A menudo recibo invitaciones de autoridades religiosas de los países del Golfo y de Arabia Saudita para asistir a reuniones realizadas para urgir a la gente a seguir la fe y la ley islámicas, al tiempo que evitan cualquier debate relacionado con política o los derechos humanos. Mis anfitriones insisten en que los derechos políticos son responsabilidad de los regímenes gobernantes y que éstos obedecen las enseñanzas del Corán.

Sin embargo, hace poco me llegó una invitación del Centro Faisal de Investigación y Estudios Islámicos, en que me pedía que hablara sobre democracia, o "buen gobierno", como la llaman los participantes. Hasta no hace mucho este tema era tabú en Arabia Saudita, donde el régimen no permite margen alguno de debate político y ordena a su pueblo que escuche, obedezca y deje los asuntos del gobierno en manos de sus gobernantes.
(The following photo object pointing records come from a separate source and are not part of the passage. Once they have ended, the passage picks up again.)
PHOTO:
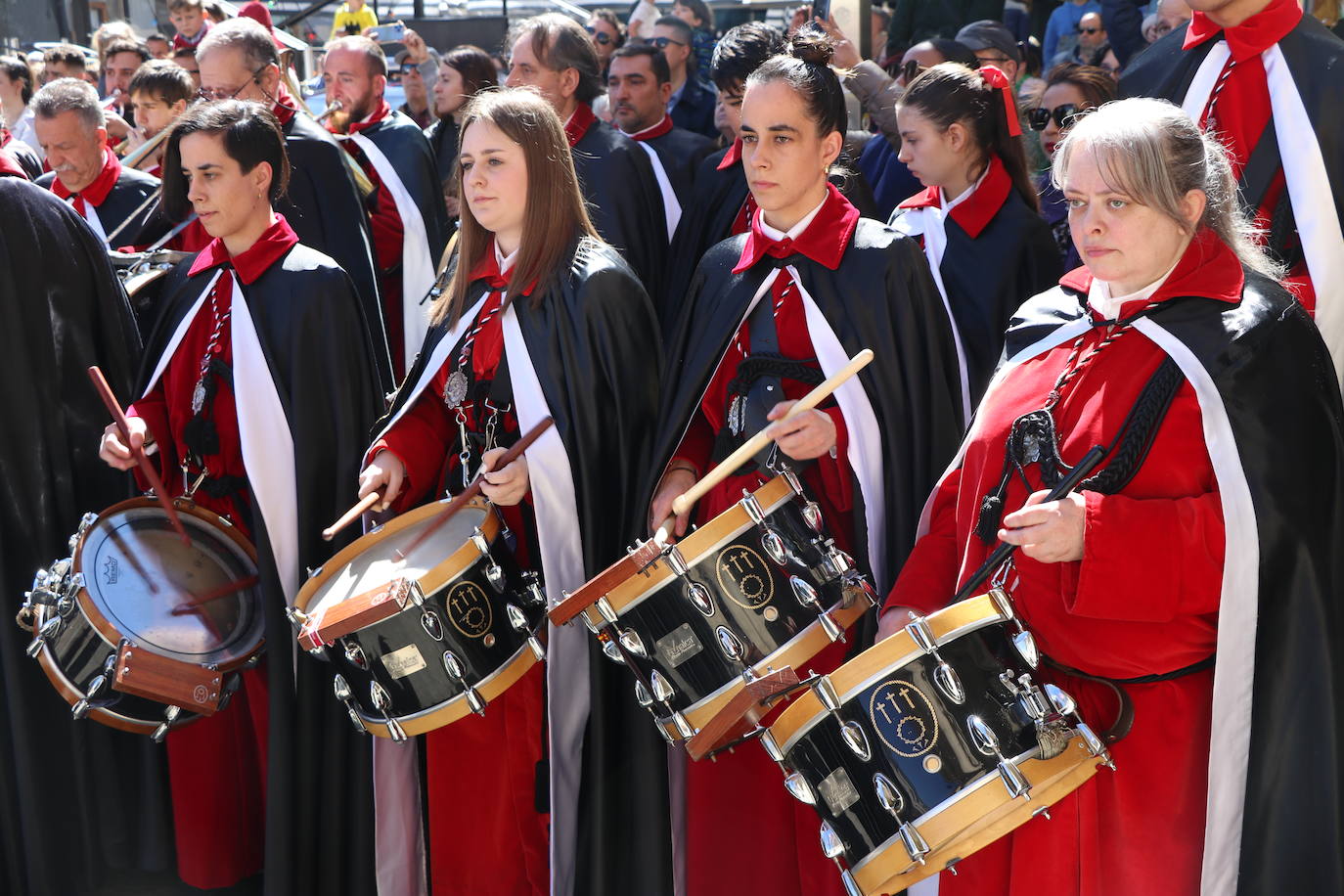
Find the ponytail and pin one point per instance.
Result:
(984, 103)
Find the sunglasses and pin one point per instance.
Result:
(601, 36)
(1064, 115)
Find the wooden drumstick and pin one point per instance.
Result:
(366, 503)
(751, 446)
(474, 488)
(100, 381)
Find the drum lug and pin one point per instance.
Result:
(915, 842)
(49, 630)
(751, 507)
(800, 788)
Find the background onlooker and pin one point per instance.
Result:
(17, 87)
(1062, 27)
(700, 18)
(1070, 92)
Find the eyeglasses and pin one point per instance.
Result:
(225, 93)
(601, 36)
(1064, 115)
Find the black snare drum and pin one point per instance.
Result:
(757, 589)
(140, 630)
(930, 745)
(424, 641)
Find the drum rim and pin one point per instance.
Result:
(435, 578)
(445, 713)
(852, 677)
(108, 632)
(728, 525)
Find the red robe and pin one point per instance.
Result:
(743, 790)
(1142, 601)
(485, 835)
(216, 765)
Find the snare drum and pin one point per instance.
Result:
(930, 745)
(423, 643)
(140, 630)
(757, 589)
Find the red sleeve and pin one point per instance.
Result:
(154, 410)
(929, 578)
(1179, 542)
(420, 439)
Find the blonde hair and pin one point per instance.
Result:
(1152, 152)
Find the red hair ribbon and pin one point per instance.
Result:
(996, 78)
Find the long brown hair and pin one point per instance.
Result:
(556, 215)
(952, 93)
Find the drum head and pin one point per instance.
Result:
(176, 600)
(376, 564)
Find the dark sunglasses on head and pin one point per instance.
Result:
(601, 36)
(1064, 115)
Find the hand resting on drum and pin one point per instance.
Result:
(1048, 531)
(114, 452)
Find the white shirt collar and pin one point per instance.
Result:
(797, 229)
(1106, 305)
(963, 197)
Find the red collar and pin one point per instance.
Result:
(1208, 269)
(488, 267)
(285, 107)
(579, 122)
(974, 212)
(96, 193)
(1253, 36)
(823, 241)
(258, 256)
(656, 130)
(381, 112)
(733, 156)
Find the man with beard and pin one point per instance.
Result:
(115, 202)
(553, 54)
(323, 204)
(1253, 71)
(639, 85)
(406, 208)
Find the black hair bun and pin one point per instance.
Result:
(812, 46)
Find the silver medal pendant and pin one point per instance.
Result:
(455, 389)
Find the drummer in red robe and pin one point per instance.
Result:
(1207, 532)
(257, 389)
(770, 315)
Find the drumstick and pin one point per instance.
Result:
(751, 446)
(1006, 550)
(474, 488)
(146, 467)
(366, 503)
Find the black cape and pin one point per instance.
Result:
(324, 207)
(119, 207)
(913, 383)
(682, 152)
(593, 341)
(60, 780)
(1165, 70)
(717, 198)
(1265, 381)
(624, 201)
(989, 276)
(319, 801)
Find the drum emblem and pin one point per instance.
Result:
(744, 576)
(904, 718)
(470, 608)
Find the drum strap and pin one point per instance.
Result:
(1125, 716)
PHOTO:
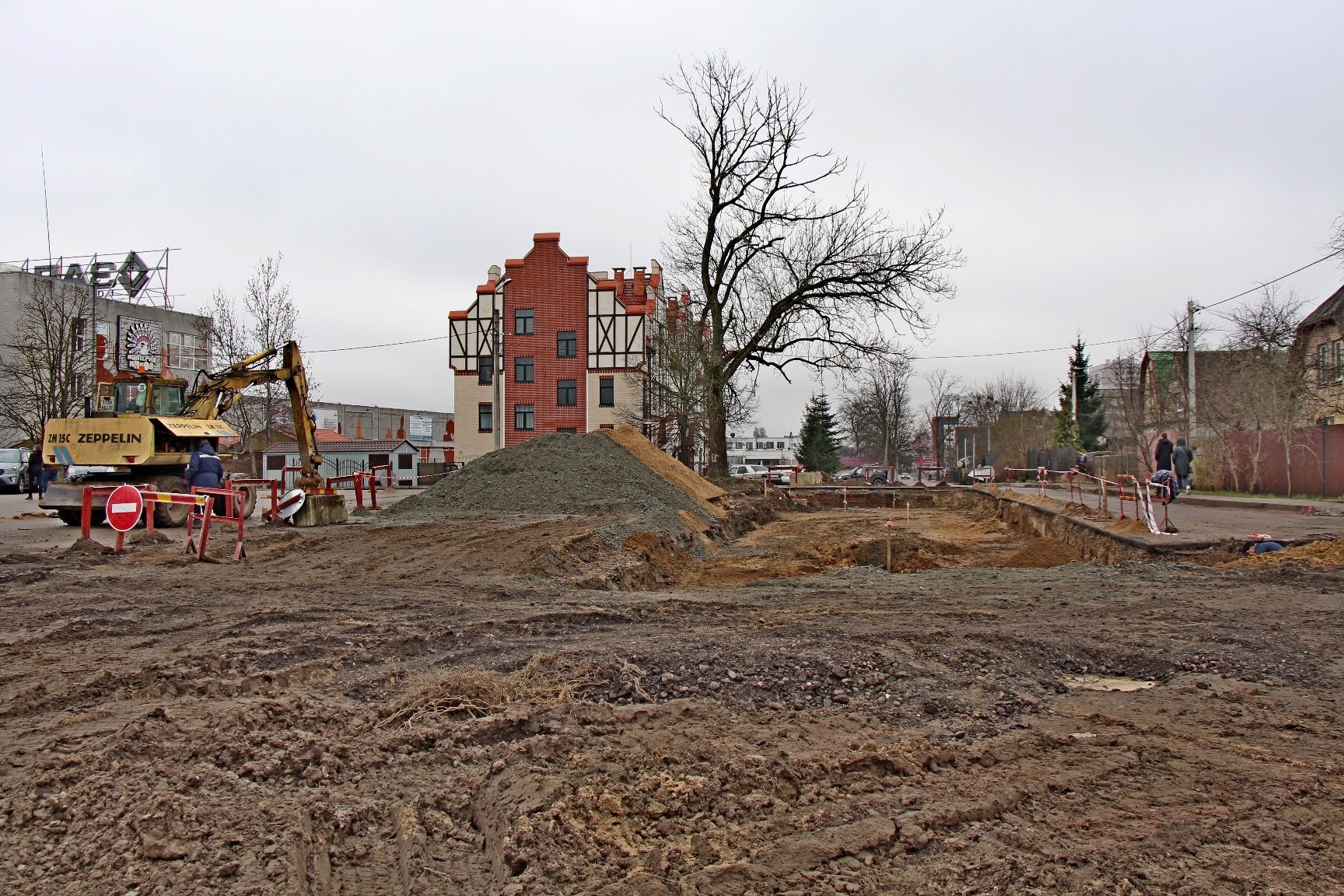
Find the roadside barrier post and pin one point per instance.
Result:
(889, 544)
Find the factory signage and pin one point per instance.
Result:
(131, 273)
(420, 429)
(140, 345)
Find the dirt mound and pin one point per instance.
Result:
(589, 474)
(674, 472)
(1318, 554)
(1042, 554)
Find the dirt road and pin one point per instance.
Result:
(429, 709)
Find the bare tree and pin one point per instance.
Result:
(1006, 394)
(677, 389)
(1268, 324)
(877, 408)
(781, 275)
(267, 319)
(47, 364)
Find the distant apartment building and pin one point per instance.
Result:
(568, 345)
(758, 448)
(429, 432)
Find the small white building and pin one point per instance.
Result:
(760, 448)
(341, 457)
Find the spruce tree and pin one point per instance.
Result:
(1087, 430)
(819, 445)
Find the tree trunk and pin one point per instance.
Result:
(718, 434)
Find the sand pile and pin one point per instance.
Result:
(1318, 554)
(589, 474)
(1042, 554)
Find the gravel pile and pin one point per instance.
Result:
(589, 474)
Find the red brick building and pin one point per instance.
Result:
(572, 348)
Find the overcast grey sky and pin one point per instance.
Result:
(1100, 164)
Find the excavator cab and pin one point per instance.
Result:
(144, 395)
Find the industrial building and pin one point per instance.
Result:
(550, 347)
(124, 301)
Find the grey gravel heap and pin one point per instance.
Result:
(586, 474)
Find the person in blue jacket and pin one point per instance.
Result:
(206, 471)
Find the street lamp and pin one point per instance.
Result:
(498, 360)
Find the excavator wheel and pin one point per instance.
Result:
(250, 500)
(171, 516)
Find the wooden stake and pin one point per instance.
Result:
(889, 544)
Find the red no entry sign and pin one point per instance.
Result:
(124, 506)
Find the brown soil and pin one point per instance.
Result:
(1042, 554)
(1318, 554)
(441, 709)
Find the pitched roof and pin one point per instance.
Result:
(1329, 310)
(343, 446)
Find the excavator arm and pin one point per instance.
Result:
(214, 394)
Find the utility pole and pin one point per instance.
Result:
(498, 360)
(1190, 371)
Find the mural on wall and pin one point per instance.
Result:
(142, 345)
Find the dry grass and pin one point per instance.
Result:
(484, 692)
(1318, 554)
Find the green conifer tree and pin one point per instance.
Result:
(819, 445)
(1089, 429)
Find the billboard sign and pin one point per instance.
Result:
(140, 345)
(420, 429)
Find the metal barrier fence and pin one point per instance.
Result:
(1141, 495)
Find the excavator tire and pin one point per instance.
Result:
(171, 516)
(250, 502)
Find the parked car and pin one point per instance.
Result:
(14, 469)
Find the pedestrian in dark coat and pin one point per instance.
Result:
(1181, 460)
(37, 482)
(1163, 453)
(206, 471)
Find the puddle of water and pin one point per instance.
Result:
(1104, 683)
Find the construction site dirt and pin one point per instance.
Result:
(502, 703)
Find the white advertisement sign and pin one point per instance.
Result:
(420, 429)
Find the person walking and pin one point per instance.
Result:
(1181, 460)
(37, 481)
(206, 471)
(1163, 453)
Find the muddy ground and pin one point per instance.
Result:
(439, 709)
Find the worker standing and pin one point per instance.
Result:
(206, 471)
(37, 481)
(1181, 461)
(1163, 453)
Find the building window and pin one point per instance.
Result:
(187, 352)
(523, 369)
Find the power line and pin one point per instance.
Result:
(355, 348)
(1151, 339)
(924, 358)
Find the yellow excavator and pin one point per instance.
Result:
(147, 428)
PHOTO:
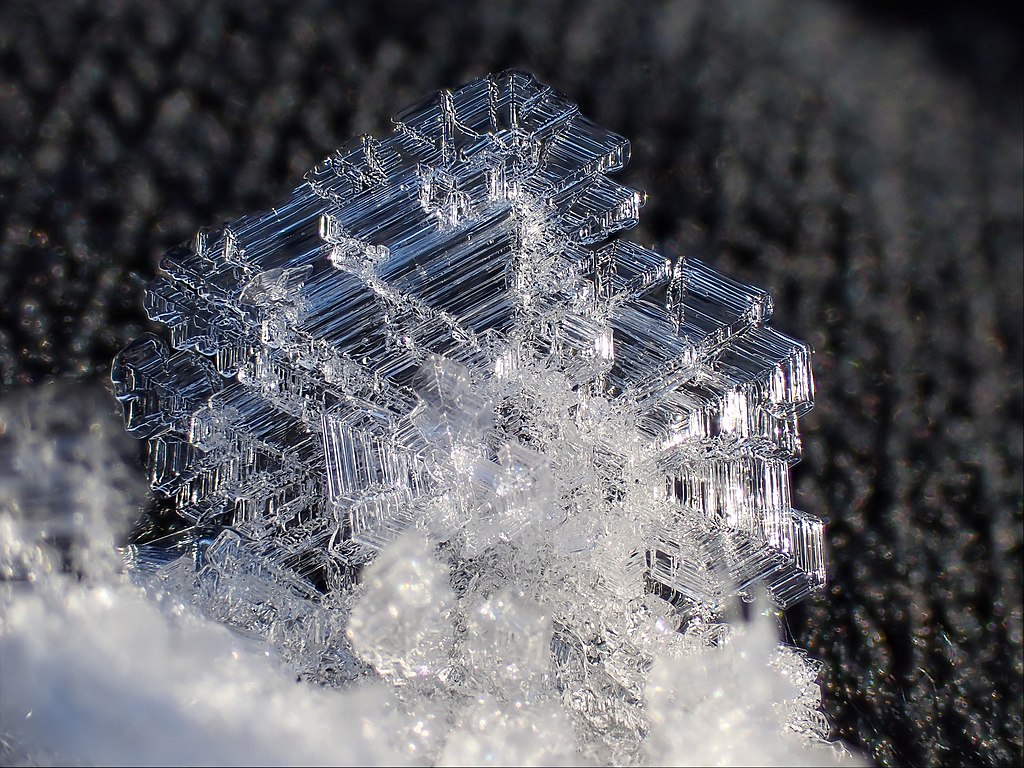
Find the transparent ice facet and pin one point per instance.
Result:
(562, 448)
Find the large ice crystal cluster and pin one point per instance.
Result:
(569, 451)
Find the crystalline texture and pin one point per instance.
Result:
(440, 331)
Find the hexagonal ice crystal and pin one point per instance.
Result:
(440, 330)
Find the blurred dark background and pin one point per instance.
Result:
(863, 162)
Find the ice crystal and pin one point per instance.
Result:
(569, 450)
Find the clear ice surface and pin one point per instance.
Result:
(432, 419)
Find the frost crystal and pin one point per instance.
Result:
(570, 450)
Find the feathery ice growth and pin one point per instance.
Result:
(432, 422)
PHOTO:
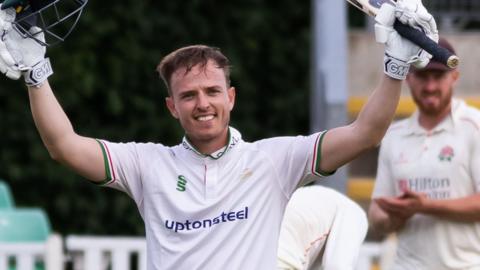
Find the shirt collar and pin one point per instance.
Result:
(448, 124)
(234, 138)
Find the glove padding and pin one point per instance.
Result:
(22, 55)
(399, 52)
(7, 63)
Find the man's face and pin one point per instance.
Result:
(202, 102)
(432, 90)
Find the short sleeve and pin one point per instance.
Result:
(384, 184)
(295, 159)
(122, 167)
(475, 161)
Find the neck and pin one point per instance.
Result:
(429, 122)
(208, 147)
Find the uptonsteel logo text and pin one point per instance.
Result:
(206, 223)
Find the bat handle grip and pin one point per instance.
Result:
(416, 36)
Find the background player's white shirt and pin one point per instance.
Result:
(445, 164)
(221, 211)
(321, 229)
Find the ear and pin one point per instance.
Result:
(455, 75)
(231, 97)
(171, 106)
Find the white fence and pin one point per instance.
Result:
(98, 253)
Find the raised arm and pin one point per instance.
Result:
(82, 154)
(25, 57)
(340, 145)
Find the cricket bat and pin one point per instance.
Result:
(371, 7)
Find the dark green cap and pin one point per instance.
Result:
(13, 3)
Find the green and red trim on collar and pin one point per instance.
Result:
(234, 138)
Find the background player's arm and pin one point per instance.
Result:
(382, 222)
(82, 154)
(466, 209)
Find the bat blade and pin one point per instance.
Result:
(371, 7)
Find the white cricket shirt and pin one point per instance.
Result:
(221, 211)
(444, 163)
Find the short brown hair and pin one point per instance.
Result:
(189, 57)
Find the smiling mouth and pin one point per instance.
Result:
(205, 118)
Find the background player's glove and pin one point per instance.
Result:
(23, 55)
(399, 52)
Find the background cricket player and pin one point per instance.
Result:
(428, 177)
(213, 201)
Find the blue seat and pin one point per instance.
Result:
(23, 225)
(6, 198)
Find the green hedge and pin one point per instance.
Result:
(105, 79)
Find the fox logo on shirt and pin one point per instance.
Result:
(181, 183)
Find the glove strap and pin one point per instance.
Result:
(38, 73)
(395, 68)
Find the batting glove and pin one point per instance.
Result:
(27, 56)
(7, 63)
(399, 52)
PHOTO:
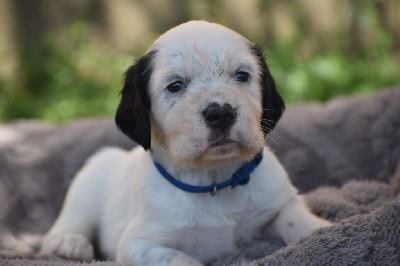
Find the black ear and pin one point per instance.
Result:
(132, 116)
(272, 103)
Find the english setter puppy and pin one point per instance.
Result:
(200, 103)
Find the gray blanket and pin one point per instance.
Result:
(344, 156)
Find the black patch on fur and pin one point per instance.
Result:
(132, 116)
(272, 103)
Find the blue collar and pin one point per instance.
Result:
(240, 177)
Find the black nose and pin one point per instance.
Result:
(218, 116)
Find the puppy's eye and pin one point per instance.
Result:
(242, 76)
(176, 86)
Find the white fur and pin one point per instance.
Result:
(137, 216)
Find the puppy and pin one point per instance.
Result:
(200, 103)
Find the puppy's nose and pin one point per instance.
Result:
(218, 116)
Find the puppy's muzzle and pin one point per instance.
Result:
(219, 117)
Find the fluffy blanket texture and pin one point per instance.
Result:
(344, 156)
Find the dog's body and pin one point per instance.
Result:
(200, 100)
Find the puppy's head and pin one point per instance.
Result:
(203, 94)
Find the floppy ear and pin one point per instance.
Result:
(132, 116)
(272, 103)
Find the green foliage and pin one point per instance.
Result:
(324, 76)
(75, 76)
(61, 80)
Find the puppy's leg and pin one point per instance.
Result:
(295, 221)
(144, 252)
(70, 235)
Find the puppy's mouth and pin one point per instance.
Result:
(221, 142)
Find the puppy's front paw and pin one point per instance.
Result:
(72, 246)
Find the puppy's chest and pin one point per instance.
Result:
(214, 233)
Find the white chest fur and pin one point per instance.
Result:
(201, 225)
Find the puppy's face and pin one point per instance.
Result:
(202, 94)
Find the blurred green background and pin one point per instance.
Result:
(61, 60)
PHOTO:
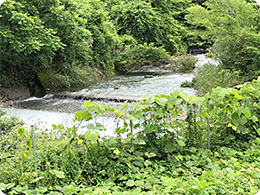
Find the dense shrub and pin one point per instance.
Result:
(7, 123)
(211, 76)
(135, 57)
(184, 62)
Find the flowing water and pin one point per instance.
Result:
(60, 108)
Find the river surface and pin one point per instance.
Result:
(61, 107)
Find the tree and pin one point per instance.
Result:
(234, 25)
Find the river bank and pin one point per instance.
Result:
(61, 107)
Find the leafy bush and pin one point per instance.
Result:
(211, 76)
(167, 155)
(234, 26)
(141, 20)
(135, 57)
(184, 62)
(7, 123)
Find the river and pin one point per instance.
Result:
(61, 107)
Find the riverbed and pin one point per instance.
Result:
(61, 107)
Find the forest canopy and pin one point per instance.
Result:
(58, 43)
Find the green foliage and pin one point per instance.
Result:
(7, 123)
(147, 25)
(184, 62)
(211, 76)
(134, 57)
(167, 155)
(234, 27)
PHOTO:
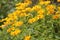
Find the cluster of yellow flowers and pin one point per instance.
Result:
(13, 31)
(24, 10)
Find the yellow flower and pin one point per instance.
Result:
(58, 8)
(58, 0)
(50, 7)
(40, 16)
(56, 16)
(44, 2)
(31, 20)
(28, 9)
(16, 32)
(36, 8)
(40, 12)
(27, 37)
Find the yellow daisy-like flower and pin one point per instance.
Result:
(15, 33)
(10, 29)
(19, 23)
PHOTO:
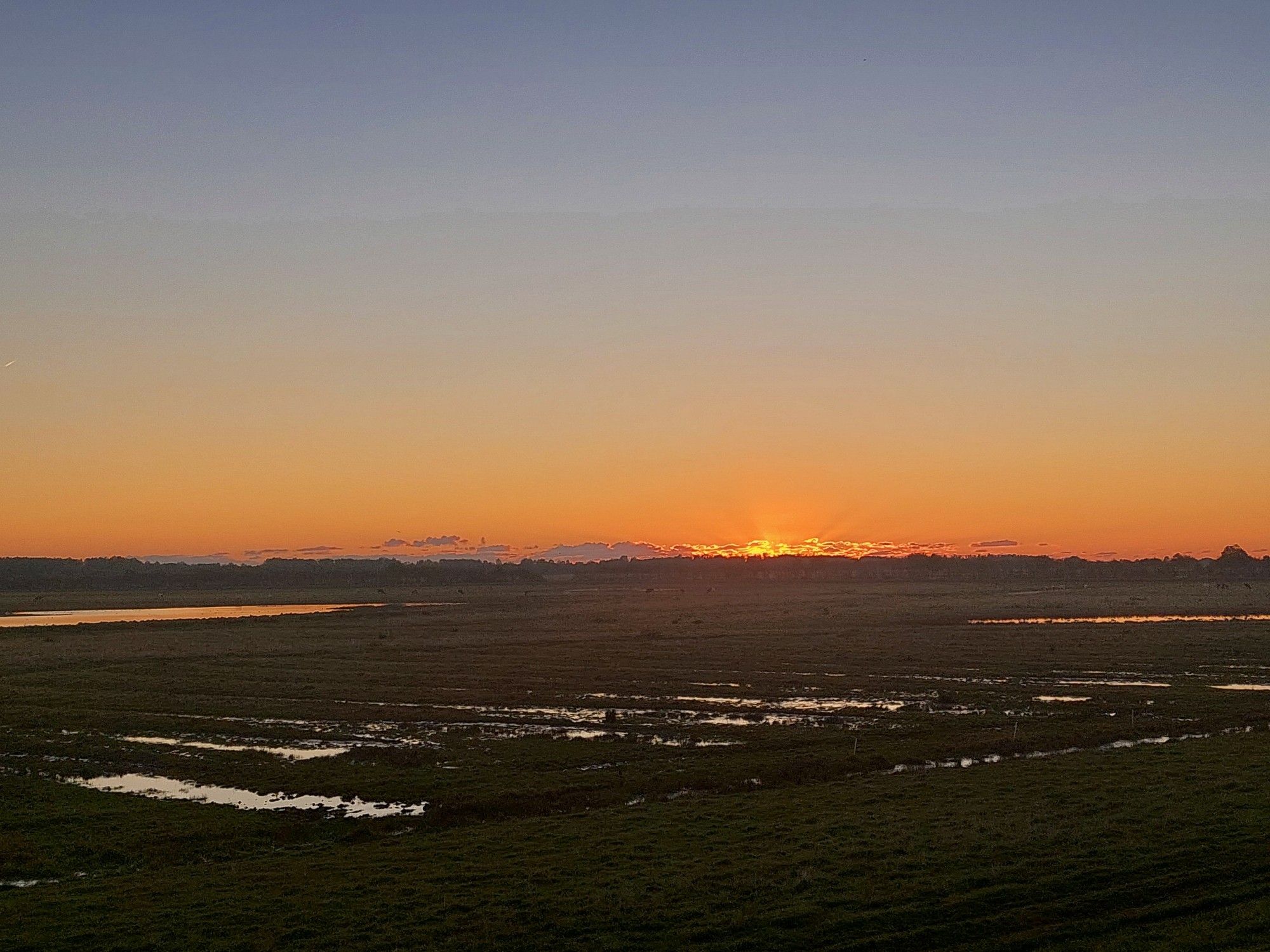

Era obvio que el objetivo de los organizadores de la conferencia era revivir el discurso religioso y político con el fin de encontrar un terreno medio entre la fe islámica y la democracia. Yo argumenté que, como muchos académicos islámicos han reconocido, la jurisprudencia islámica es compatible con los valores democráticos. Todos los países que han escogido la democracia se han acercado más al logro de los ideales de igualdad y justicia social del Islam.